What I made in Digital Making

Through the Digital Making course at the University of Illinois, I’ve been able to pursue something I’ve always wanted to get into: spaceship modeling.

I grew up playing-out space battles with model ships from Star Trek, and little Bionicle and Lego contraptions I thought up. I used bottlecaps and Wint-o-Green mints too. As I played, I imagined an entire universe outside of myself – a universe of aliens and knights, of spaceships and complex alliances.

I’ve taken that imagined universe and written it down, in dozens of pages of notebooks and word docs. My goal is to make it an online book one day, but always another goal of mine was to actually make the ships I thought up in my head, and not just imagine it as a bottlecap. I accomplished that this semester, and made the most important ship in my universe. Give it a gander:

hm_preview_featured

I made the SS Valhalla with Fusion 360, and its took several incarnations to get me to where I am today. It’s finally finished, and as I’m writing this, it’s being printed. You can print it for yourself here.

As I move forward with my universe and eventually publish my stories, I intend to make this ship, and the others that will follow it, integral to the reading experience. I want my readers to read the words and click on them, landing them onto a thingiverse page where they can print it for themselves.

I want my readers to make their own ships and contribute them to the lore.

I want to change and innovate science fiction, making it more than just words on a page. I want to make my universe a digital gateway to imagination in a way that wasn’t possible 10 years ago.

Email me at austinkeating3@gmail.com if you want an email sometime when I’m ready to unveil the project, hopefully over the next year or so.

Maker log weeks 7 and 8

I was sitting in the basement of the Beckman institute last week watching a lab technician hold a clay model. It was a cylinder or something. I looked at it, and I looked at my doodle book, and I looked at it again.

I realized there that I don’t need to be modeling my spaceships in Fusion 360. Which is a relief. Not because Fusion isn’t working for me. On the contrary, I’m having a blast designing my first spaceship. (See below)

hm

But not all of my spaceships are going to be this “mechanical.” As I work on creating spaceships for my science fiction book, I want to not just build my human spaceships, but also the so-far unnamed antagonists spaceships.

Their ships are blobby and gross, not mechanical.
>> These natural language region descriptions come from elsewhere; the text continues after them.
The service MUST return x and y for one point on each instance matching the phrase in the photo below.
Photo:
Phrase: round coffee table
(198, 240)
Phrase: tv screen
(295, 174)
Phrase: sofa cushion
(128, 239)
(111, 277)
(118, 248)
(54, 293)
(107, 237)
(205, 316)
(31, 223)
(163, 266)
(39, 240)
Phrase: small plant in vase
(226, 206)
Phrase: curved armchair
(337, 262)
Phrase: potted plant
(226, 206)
And you can’t really make something blobby and gross in Fusion, but you can with clay – just ask my 1st grade art teacher!

These antagonists essentially cannibalize other spaceships. Combine them – pervert them – and use their weapons systems to fight the protagonists. The reason I haven’t named them yet is because all the good names are taken – scourge, horde, flood, you name it, it’s probably out there somewhere in some other science fiction work. If you have an idea, feel free to suggest it in the comment area.
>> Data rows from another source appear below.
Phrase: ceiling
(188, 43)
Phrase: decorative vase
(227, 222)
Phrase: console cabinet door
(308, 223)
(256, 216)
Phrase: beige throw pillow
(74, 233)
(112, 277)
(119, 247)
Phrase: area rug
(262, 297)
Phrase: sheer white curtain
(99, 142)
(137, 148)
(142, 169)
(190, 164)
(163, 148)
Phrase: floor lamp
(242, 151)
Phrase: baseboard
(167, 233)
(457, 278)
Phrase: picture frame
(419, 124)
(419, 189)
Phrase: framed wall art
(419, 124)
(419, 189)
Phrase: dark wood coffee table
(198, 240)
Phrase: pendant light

Here’s a photo of their ships to get some ideas rolling.WP_20150312_003They’re very organic shapes, but with cannibalized mechanical parts. For comparison, here’s some of my drawn human designs:

WP_20150312_006After these two weeks, learning how to scan stuff, and also sort of learning how to touch up those scans, I’ve figured out how I’m going to make those antagonist ships. I’ll scan clay models, I’ll save the scan as an stl file, and then I’ll bring it into fusion and just merge new shapes into it.

Digital Making Log: Week 3

Design for America (DFA) visited our class this week for an extensive workshop on how designers get from a problem, to an idea, and to a solution. We implemented the same processes the professionals use, and started out by watching this video:

It’s pretty fascinating. They sniffed out all the problems consumers had with the traditional shopping cart, came up with solutions for each individual problem, and synthesized a good final product that addressed everyone’s concerns. The most interesting thing to me about this video is the actual processes they used: post-it notes and a constant, unabashed flow of ideas.

Our workshop took on pretty much the same format.

– We were given a problem (distracted driving)

– We were given research testimonials (people talking about how distracted driving affected them)

– We went on to do our own research with questioning our classmates

– We came together as a group to share the problems we found, from boredom to the necessity of using a smart phone GPS

– We came up with a slew of solutions, ranking the feasibility and consumer desirability of each solution

– And then we (my group) came up with a product that incorporated the solutions, prototyping and demoing it for the rest of the class (see the picture below for one group’s prototype)

Photo by Zong Ze Chua

Photo by Zong Ze Chua

My group had a less photogenic prototype: A sheet of paper representing a windshield that was gamified and interfaced with the driver’s smartphone.

So what?

I never knew the actual processes of design, as I said in my last post, I’m a journalism major and haven’t really done anything with design. Now that I know how the pros do it, I think I have what it takes to come-up with a problem consumers have, and print a solution to that problem.

Looking toward the future, I’ll keep an eye out for problems I run into that could be solved with some ingenuity and layered plastic. I’m still pretty ignorant on the technical skills necessary to model, so I guess my next step is to focus on that while I ideate.